When if ever would you following a JOIN ON clause with an AND instead of WHERE?

  • KoldCoffee (10/19/2014)


    Hi Lynn, thanks for bearing with me.

    the persontype comes from Person.Person. I aliased. Can you revise the explanation?

    freakin' frustrating.

    This looks simple enough and I understand the sentences and logic, but when I look at output of Adventureworks sample I get confused.

    Think of it this way, the AND will satisfy all records on the right hand side and return NULL on the left hand side for those records not satisfying the condition, the WHERE will exclude the records on both sides of the join which have NULL on the left hand side.

    But this returns everything from the left side

    SELECT

    MT.MT_ID

    ,MT.MT_DATE

    ,MT.REF_ID

    ,RF.REF_VAL

    FROM MAIN_TABLE MT

    LEFT OUTER JOIN REF RF

    ON MT.REF_ID = RF.REF_ID

    AND RF.REF_ID < 4;

    And when I flip the tables I'm left joining on, this also only returns everything from the left side

    SELECT

    MT.MT_ID

    ,MT.MT_DATE

    ,MT.REF_ID

    ,RF.REF_VAL

    FROM REF RF

    LEFT OUTER JOIN MAIN_TABLE MT

    ON MT.REF_ID = RF.REF_ID

    AND RF.REF_ID < 4;

    the persontype comes from Person.Person.

    This is why all columns should be aliased in a multi-table query. Easy to know where each column comes from without having to see the DDL for the tables.

    Remember, in a left join, the table on the LEFT is the one in which ALL rows will be returned even when there is no matching row in the table on the right. The table on the RIGHT of the LEFT OUTER JOIN will only return rows that match the join criteria.

    Without having the database I can't really tell you much more without being able to actually run the code and variants to tell you what it is doing. I suggest that you play with the query and learn what it is doing.

  • My current latest understanding:

    In Left Outer JOIN everything is returned, period. That's because it's not an INNER JOIN but a LEFT OUTER.

    Next, if there is a WHERE clause, results are filtered. But if there is no WHERE clause then everything on the LEFT is returned, PERIOD.

    From the right are returned those things which satisfy the filtering criteria.

    Good morning in Afghanistan. I imagine it is shaping up to be another not too cold day. 🙂 Thanks Lynn and best.

  • KoldCoffee (10/19/2014)


    My current latest understanding:

    In Left Outer JOIN everything is returned, period. That's because it's not an INNER JOIN but a LEFT OUTER.

    Next, if there is a WHERE clause, results are filtered. But if there is no WHERE clause then everything on the LEFT is returned, PERIOD.

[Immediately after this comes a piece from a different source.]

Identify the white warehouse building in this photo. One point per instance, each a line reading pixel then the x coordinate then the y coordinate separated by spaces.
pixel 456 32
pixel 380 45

    From the right are returned those things which satisfy the filtering criteria.

    Good morning in Afghanistan. I imagine it is shaping up to be another not too cold day. 🙂 Thanks Lynn and best.

    In Left Outer JOIN everything is returned, period. That's because it's not an INNER JOIN but a LEFT OUTER.

    That is what I said above, all rows from the table on the left are returned.

    From the right are returned those things which satisfy the filtering criteria.

    Correct, except it isn't the filtering criteria, it's the join criteria. You may call this semantics, but just making sure that the correct terms are used. Filter criteria are in the WHERE clause as this reduces the result set returned from the join between tables.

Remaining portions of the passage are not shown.